Download or read book Mrs Whitman s Letters 1843 1847 written by Narcissa Whitman and published by . This book was released on 2016-11-15 with total page 161 pages. Available in PDF, EPUB and Kindle. Book excerpt: The devoutly Christian Marcus and Narcissa Whitman left home and family to establish a mission in the far west territories. In 1836, Narcissa was the first woman of European descent to cross the Rocky Mountains.Narcissa was but 39 years old when she, her husband, and nine others were murdered at their mission near Walla Walla, Washington in 1847. These letters constitute some of the last letters she wrote to family back in New York.Included is a letter to her sister by one of the massacre survivors and is one of the earliest accounts of that horrible day.
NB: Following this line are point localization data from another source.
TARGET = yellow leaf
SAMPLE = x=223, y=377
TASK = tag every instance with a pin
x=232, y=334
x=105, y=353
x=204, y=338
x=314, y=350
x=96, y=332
Book Across the Plains In 1884

    Book Details:
  • Author : Catherine Sager
  • Publisher : Createspace Independent Publishing Platform
  • Release : 2018-07-11
  • ISBN : 9781722817237
  • Pages : 134 pages

Download or read book Across the Plains In 1884 written by Catherine Sager and published by Createspace Independent Publishing Platform. This book was released on 2018-07-11 with total page 134 pages. Available in PDF, EPUB and Kindle. Book excerpt: Across the Plains in 1884 by Catherine Sager In April 1844 the Sager family took part in the great westward migration and started their journey along the Oregon Trail. During it, both Henry and Naomi lost their lives and left their seven children orphaned. Later adopted by Marcus and Narcissa Whitman, missionaries in what is now Washington, they were orphaned a second time, when both their new parents were killed during the Whitman massacre in November 1847. About 1860 Catherine, the oldest girl, wrote a first-hand account of their journey across the plains and their life with the Whitmans. Today it is regarded as one of the most authentic accounts of the American westward migration. We are delighted to publish this classic book as part of our extensive Classic Library collection. Many of the books in our collection have been out of print for decades, and therefore have not been accessible to the general public. The aim of our publishing program is to facilitate rapid access to this vast reservoir of literature, and our view is that this is a significant literary work, which deserves to be brought back into print after many decades. The contents of the vast majority of titles in the Classic Library have been scanned from the original works. To ensure a high quality product, each title has been meticulously hand curated by our staff. Our philosophy has been guided by a desire to provide the reader with a book that is as close as possible to ownership of the original work. We hope that you will enjoy this wonderful classic work, and that for you it becomes an enriching experience.